Now, as we enter 2017, a new report has concluded that U.S. women are increasingly using marijuana during pregnancy. Sometimes utilized as a way to prevent morning sickness, cannabis has increasingly begun to be used by some pregnant women as a way to reduce the stress associated with pregnancy.
A separate study published in the Journal of the American Medical Association found that almost 10 percent of adult marijuana users in the United States – or about 3 million people – have used cannabis at least partly for medical reasons; 20 percent of these users live in states where medical marijuana isn’t legal.
Although the actual numbers of pregnant cannabis users are small, the trend raises concerns among some because of evidence linking the drug to low birth weights and other problems. However, at this stage, such evidence would still need to be further analyzed to determine a direct correlation.

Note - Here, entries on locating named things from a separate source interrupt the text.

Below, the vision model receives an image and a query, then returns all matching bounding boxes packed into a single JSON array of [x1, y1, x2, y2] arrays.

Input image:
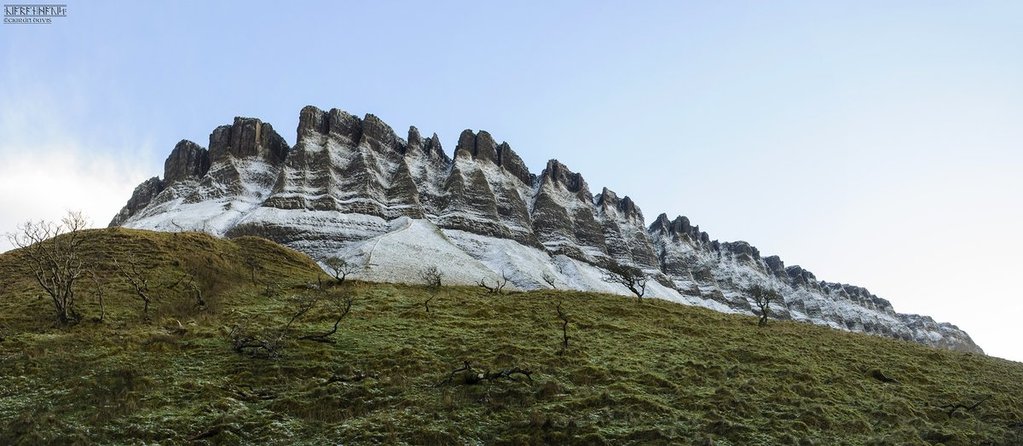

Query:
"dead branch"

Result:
[[438, 361, 533, 386], [323, 370, 379, 386], [228, 325, 284, 358], [939, 395, 991, 418]]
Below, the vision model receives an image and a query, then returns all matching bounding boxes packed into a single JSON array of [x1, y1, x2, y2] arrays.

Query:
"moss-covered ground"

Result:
[[0, 229, 1023, 445]]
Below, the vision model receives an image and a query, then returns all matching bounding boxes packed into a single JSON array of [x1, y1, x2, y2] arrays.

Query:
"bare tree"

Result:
[[114, 253, 152, 320], [246, 257, 263, 284], [604, 263, 647, 300], [554, 299, 569, 353], [299, 292, 355, 344], [746, 283, 782, 326], [476, 271, 508, 295], [323, 257, 362, 283], [89, 271, 106, 322], [542, 272, 558, 289], [419, 265, 441, 313], [7, 211, 88, 325]]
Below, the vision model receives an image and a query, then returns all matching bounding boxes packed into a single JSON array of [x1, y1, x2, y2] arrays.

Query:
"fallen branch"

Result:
[[323, 370, 377, 386], [438, 361, 533, 386], [939, 395, 991, 418]]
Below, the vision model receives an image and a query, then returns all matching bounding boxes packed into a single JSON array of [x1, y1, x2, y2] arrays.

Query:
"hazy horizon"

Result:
[[0, 1, 1023, 361]]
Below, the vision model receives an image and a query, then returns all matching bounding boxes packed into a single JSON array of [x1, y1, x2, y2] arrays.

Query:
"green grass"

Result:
[[0, 229, 1023, 445]]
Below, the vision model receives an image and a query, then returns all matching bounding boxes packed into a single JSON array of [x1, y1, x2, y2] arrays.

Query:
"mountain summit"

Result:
[[110, 106, 981, 352]]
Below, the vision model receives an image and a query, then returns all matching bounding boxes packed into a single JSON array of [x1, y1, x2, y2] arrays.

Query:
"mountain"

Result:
[[110, 106, 981, 352]]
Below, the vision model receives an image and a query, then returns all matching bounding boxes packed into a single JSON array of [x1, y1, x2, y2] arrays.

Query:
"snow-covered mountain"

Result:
[[110, 106, 981, 352]]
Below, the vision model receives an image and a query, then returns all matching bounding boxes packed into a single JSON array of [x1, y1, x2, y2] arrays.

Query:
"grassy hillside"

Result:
[[0, 229, 1023, 445]]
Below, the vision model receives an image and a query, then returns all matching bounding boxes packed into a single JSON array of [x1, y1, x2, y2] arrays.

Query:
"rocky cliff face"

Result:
[[110, 106, 980, 352]]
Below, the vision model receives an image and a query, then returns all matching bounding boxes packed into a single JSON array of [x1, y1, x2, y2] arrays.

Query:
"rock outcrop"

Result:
[[110, 106, 980, 352]]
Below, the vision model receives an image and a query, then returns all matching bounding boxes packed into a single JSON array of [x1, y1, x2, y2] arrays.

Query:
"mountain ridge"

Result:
[[110, 105, 981, 352]]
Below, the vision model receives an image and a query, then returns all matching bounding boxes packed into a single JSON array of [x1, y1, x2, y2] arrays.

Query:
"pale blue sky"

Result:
[[0, 1, 1023, 360]]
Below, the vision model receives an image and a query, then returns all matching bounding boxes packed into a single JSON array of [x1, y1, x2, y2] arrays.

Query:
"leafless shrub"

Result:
[[114, 253, 153, 320], [542, 272, 558, 289], [746, 283, 782, 326], [476, 271, 508, 295], [554, 299, 569, 353], [89, 271, 106, 322], [299, 292, 355, 344], [7, 212, 88, 325], [244, 257, 263, 284], [419, 265, 441, 313], [604, 263, 647, 300], [323, 257, 362, 283]]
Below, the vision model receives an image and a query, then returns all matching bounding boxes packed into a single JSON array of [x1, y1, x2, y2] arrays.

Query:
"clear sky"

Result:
[[0, 0, 1023, 361]]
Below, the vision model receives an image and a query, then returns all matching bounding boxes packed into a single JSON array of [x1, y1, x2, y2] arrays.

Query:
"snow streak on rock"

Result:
[[110, 106, 980, 352]]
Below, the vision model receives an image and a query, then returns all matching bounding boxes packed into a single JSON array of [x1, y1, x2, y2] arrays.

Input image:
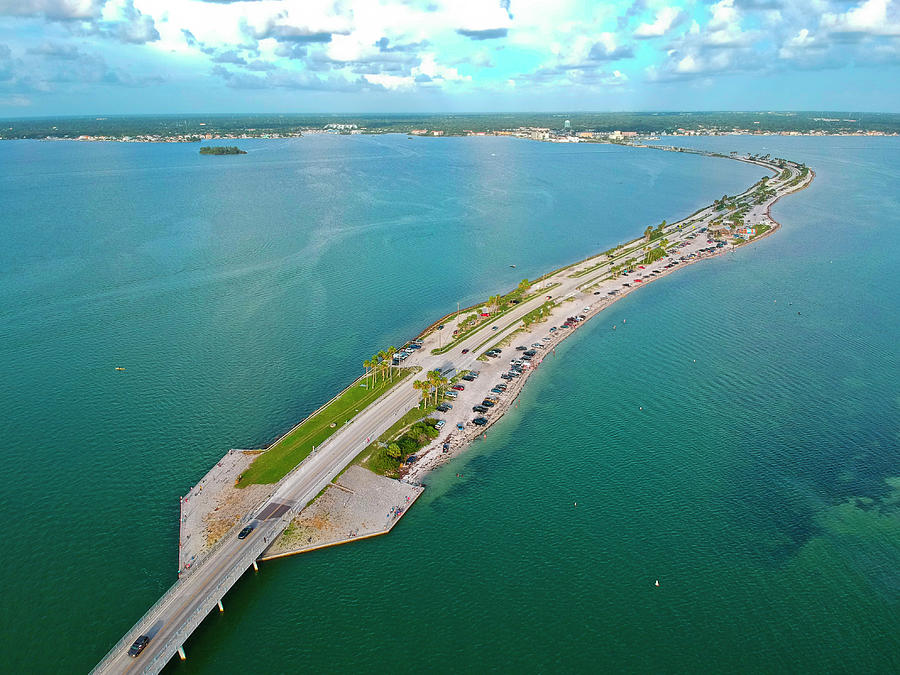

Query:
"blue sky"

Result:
[[0, 0, 900, 117]]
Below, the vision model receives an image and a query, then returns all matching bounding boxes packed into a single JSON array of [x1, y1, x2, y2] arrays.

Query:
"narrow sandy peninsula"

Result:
[[172, 146, 815, 564]]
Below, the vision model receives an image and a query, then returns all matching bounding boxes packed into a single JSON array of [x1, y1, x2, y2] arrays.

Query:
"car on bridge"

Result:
[[128, 635, 150, 658]]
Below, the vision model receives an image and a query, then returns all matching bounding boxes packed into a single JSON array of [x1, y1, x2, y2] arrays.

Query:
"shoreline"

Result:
[[401, 157, 816, 486], [89, 147, 815, 672], [179, 145, 815, 556]]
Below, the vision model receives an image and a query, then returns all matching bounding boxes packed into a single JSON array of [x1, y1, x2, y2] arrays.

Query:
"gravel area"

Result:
[[261, 466, 424, 560], [178, 450, 272, 574]]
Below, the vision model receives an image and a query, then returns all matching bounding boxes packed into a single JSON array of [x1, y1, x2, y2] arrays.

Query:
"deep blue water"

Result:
[[0, 136, 900, 672]]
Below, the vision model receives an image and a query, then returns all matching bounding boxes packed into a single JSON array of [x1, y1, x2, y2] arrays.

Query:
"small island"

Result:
[[200, 145, 247, 155]]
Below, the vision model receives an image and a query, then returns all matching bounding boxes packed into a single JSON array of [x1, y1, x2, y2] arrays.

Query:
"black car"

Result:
[[128, 635, 150, 658]]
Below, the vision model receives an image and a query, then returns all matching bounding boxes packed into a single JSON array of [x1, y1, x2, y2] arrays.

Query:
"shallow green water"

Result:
[[0, 136, 900, 672]]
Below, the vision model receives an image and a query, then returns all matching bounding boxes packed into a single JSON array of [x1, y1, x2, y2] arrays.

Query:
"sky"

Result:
[[0, 0, 900, 117]]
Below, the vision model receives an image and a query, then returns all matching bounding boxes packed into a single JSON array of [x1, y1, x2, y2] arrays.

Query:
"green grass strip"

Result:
[[237, 368, 414, 487], [431, 282, 560, 354]]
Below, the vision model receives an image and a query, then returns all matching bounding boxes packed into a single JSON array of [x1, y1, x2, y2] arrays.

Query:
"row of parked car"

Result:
[[392, 340, 422, 366]]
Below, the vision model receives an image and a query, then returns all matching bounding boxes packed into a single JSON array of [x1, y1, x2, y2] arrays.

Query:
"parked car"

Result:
[[128, 635, 150, 658]]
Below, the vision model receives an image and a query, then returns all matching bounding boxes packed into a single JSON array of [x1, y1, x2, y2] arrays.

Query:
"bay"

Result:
[[0, 136, 900, 672]]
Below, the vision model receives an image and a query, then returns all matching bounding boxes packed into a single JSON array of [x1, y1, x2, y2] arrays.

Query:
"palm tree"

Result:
[[387, 346, 397, 382], [363, 359, 372, 384], [413, 380, 431, 410], [427, 370, 447, 404]]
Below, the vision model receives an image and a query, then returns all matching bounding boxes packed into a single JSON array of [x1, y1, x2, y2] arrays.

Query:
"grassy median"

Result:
[[237, 368, 417, 487]]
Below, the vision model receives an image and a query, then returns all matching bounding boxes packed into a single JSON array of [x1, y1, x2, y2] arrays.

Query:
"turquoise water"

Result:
[[0, 136, 900, 672]]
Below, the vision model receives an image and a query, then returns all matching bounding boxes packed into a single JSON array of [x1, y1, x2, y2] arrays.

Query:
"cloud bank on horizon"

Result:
[[0, 0, 900, 116]]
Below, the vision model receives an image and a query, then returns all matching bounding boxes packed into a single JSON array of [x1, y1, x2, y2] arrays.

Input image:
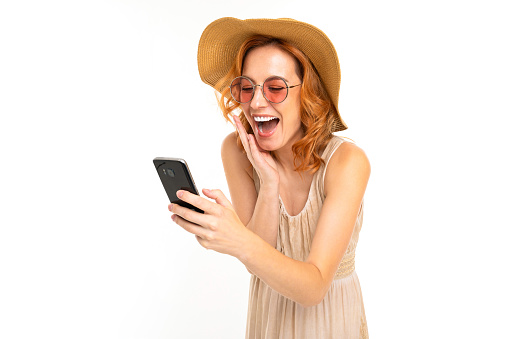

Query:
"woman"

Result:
[[169, 18, 370, 338]]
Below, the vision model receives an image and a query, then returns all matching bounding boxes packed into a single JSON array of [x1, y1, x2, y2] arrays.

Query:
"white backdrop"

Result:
[[0, 0, 509, 338]]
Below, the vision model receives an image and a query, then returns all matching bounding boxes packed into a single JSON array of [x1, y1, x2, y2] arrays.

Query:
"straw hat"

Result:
[[198, 18, 347, 132]]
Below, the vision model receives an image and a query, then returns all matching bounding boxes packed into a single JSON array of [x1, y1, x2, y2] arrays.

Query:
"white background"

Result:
[[0, 0, 509, 338]]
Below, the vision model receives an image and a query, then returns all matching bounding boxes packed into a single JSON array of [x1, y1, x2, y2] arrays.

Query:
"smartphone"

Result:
[[154, 157, 204, 213]]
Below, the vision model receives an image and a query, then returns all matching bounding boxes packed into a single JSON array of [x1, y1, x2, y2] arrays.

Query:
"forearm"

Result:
[[238, 231, 329, 306], [246, 183, 279, 248]]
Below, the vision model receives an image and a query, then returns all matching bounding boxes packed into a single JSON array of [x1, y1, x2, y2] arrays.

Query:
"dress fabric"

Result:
[[246, 136, 368, 339]]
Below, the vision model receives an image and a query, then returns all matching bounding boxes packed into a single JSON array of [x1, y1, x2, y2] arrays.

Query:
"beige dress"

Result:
[[246, 136, 368, 339]]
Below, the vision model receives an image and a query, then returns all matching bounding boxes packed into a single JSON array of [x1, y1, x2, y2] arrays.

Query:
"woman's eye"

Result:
[[269, 86, 284, 92]]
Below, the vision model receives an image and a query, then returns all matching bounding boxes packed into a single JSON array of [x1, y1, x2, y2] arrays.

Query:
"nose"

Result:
[[251, 85, 268, 109]]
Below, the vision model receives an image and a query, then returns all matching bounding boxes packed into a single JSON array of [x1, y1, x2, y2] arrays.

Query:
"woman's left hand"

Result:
[[168, 189, 250, 258]]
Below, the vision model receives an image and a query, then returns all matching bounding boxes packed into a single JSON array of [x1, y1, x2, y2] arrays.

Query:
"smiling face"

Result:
[[241, 45, 303, 151]]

Dr. Nora Volkow, director of the National Institute on Drug Abuse, commented in an editorial in the Journal of the American Medical Association that “the results raise concerns” and urged doctors and other health care providers to avoid recommending the drug for pregnant women.
Volkow noted that laws legalizing medical marijuana in 29 states and Washington, D.C. do not list pregnancy-related conditions among allowed uses. However, the laws also don’t prohibit that use and don’t include warnings about possible harms to the fetus, she said.
Strong evidence of harms is limited, but besides low birth weights, newborns whose mothers used marijuana while pregnant may face increased risks for anemia and other problems requiring intensive care. Memory and attention problems have also been found in older children whose moms used marijuana in pregnancy, Volkow noted.
By Volkow’s own admission, the direct cause or linkage marijuana has to these problems is unclear. However, Volkow said one theory is that it might interfere with the formation of nerve cells and circuits in the brain during fetal development.
Both of these studies analyzed data from annual U.S. government surveys on drug use that are based on participants’ self-reporting.
One study focused on 200,510 women of reproductive age who participated in the 2002-2014 surveys aforementioned. Recent use – within the past month – among non-pregnant women also increased over those years, from about 6 percent to 9 percent, researchers from Columbia University Medical Center reported.
The other study, led by the drug agency’s Dr. Wilson Compton, focused on past-year marijuana use by nearly 100,000 adults aged 18 and up who participated in the 2013-14 drug survey.
About 13 percent said they had used marijuana; that translates to about 30 million adults. Overall, 90 percent used it for non-medical reasons only and 6 percent used it only for medical reasons.